P.I.P.E. is a Arcade Game for two players, which fly their ships through a randomly generated pipe-like maze, avoiding various obstacles. The can collect powerups which are scattered trough the tunnels for effects like shields or speed ups. Every collision with obstacles damages players and when the health bar of both players reaches zero, the game ends. Points are awarded depending depending on how long and how fast players managed to move to the maze before dying.
What makes P.I.P.E. special is, that players control their ships using a Microsoft Kinect and the Game is displayed on a back-projection Wall in stereoscopic 3D.

The binaries of the game can be downloaded here.

General

The game was created by a team of 6 people.

We used MOGRE as 3D engine for this game, which is a C# Wrapper for the popular OGRE engine. Consequently all programming was done in C#. Assets were mostly build using 3ds Max and Maya, with textures being taken from CGTextures. We developed a custom object hierarchy, basic GUI management, custom animation and collision detection systems. The mid-air hand gestures for controlling the ships are recognized with the help of the Microsoft Kinect and custom gesture recognition framework.

Details and Contribution

As a starting point, I implemented the overall scene node system, so that we could create complex, nested object hierarchies for player ships, tunnel segments, obstacles and so on. To speed up loading times, I implemented a binary serialization system for asses and their corresponding config files. The basic system for power ups and level asses was also designed by me and specific power ups and effects were created by the team as needed.

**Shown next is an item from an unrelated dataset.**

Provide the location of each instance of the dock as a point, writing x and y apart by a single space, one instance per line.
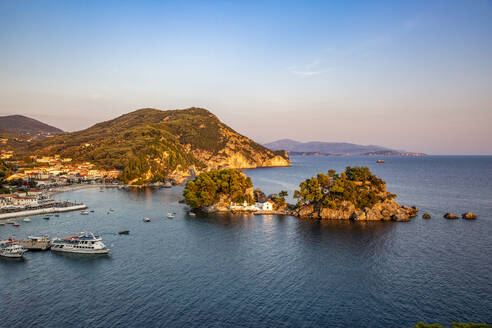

To enable moving obstacles I also ended up designing and implementing a simple animation system. An animation is defined by a set of keyframes with time intervals and the position and orientation of the object, between which is than interpolated. The effort proved to be worth it, as the result made the game much more dynamic.

Designing the level generation system for the randomized mazes turned out to be more complicated that originally anticipated, because the maze kept intersecting with itself when appending random curves. I finally solved this calculating how much the maze is already curved and tweaking the random generation of new tiles to add curves to the opposite directen when it got to extreme. I even implemented randomly calculated transition between different tile-sets to simulate progress in the game by having the maze be composed out of different art styles

Furthermore, I also developed a collision detection system so that we would know when players collide with objects. Originally planned as a much more sophisticated system. But as we were running out of time at the end of the project, it ended up using simple sphere-sphere collision tests with objects who needed them simply having more collision spheres instead of a more complex shape.

Due to having some experience in 3D modeling with 3ds Max, I also created a fair share of the 3D assets we used in the game. This includes the player ships (without texturing) and roughly half of the level assets. Even though a professional 3D artist would probably laugh about the quality of the models, I nevertheless learned quite a lot in the process.